Decision-making is a funny thing. Part information, part psychology, often the results have little to do with critical thought and a lot to do with emotion. Often one emotion in particular rules over our reason: ego.
It’s the cause of every classic failure. The drive to carry on despite the many warning signs, the logic that says, “We’ve already spent 5 times our budget, we can’t stop spending now”, the blind overcommitment that pushes us beyond reason (and then some).
Behind it is the most basic human emotion: the protection of self that doesn’t want to admit we started out in the wrong direction. Ego tells us to ignore the warning signs, keep pushing and it will all work out in the end. Funny how those types of decisions rarely do.
How to Avoid Ego-Driven Decision-Making
Decide Slowly – Give yourself time to fully evaluate new directions. Look at it from every angle, ask questions and play out the “What if” scenarios. If possible, set up a test project to try out the new direction on a small scale before committing.
Set Time Limits – Place time limits on how long you will give a new initiative before calling it quits.
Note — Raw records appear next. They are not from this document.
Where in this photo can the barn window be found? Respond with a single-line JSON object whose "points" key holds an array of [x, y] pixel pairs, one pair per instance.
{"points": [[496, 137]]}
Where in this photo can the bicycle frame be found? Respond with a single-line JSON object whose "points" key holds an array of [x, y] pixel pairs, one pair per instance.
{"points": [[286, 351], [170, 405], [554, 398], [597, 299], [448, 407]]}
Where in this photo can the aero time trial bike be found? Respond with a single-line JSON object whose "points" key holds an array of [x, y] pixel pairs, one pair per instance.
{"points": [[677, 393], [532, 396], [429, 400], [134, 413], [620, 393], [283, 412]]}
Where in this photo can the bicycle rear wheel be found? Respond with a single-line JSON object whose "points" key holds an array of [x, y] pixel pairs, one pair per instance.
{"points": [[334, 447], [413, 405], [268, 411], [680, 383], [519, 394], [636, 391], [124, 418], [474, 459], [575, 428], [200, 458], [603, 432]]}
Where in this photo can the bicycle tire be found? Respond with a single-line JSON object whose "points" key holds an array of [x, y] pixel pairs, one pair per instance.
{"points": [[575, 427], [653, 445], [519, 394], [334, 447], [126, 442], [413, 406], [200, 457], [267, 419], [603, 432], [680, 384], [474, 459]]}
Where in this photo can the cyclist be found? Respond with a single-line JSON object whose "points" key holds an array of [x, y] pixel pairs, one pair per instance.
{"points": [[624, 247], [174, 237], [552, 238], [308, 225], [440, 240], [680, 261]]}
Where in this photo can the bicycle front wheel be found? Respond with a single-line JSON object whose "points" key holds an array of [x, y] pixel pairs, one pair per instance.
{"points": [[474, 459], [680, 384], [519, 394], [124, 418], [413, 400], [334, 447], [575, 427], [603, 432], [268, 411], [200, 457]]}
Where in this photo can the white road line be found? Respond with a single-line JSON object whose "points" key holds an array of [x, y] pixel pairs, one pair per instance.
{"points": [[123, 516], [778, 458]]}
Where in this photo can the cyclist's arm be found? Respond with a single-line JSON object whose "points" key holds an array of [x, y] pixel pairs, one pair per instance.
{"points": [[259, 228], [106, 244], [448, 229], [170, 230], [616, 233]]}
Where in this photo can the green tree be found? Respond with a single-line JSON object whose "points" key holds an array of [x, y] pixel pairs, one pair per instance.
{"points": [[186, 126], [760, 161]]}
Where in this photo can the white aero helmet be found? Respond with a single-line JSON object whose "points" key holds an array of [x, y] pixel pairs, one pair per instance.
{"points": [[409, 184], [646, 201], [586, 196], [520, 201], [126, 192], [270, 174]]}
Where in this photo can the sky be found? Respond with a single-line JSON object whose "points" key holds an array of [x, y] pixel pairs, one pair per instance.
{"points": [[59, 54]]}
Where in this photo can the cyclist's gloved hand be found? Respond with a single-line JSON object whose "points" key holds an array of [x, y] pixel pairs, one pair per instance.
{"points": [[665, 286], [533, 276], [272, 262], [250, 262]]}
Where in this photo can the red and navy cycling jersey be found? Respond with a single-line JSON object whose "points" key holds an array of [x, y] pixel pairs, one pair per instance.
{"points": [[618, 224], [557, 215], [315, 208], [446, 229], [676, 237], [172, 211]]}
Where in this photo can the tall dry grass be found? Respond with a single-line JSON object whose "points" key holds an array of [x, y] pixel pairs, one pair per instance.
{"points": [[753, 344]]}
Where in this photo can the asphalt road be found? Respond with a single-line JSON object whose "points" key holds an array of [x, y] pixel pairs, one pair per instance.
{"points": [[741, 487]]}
Deciding how long to give a new direction before you launch eliminates the spiral of bad logic that tells you to “Give it just one more month.”
Pay Attention to Metrics – Constantly monitor and measure key success metrics, especially for new programs. Give them every chance to succeed by adjusting tactics and analyzing outcomes, but be prepared to pull the plug if it doesn’t pay off quickly.
Turn Off Emotion – Establish a core value system for weighing key decisions. For example, you may include personal enjoyment, skill development, and spiritual alignment as key values in determining new directions. That way if a new opportunity doesn’t fit, it doesn’t fit.
Watch for Signs of Ego – Pay attention to your own warning signs. Are you anticipating how other people will view your change of course and role-playing a justification speech? That’s a sure sign your inner voice is telling you something you don’t want to hear.
What other emotions are influencing your business decisions? Guilt? Obligation? Fear? The secret to not being swayed by them is recognizing them and stepping back in order to make your decision.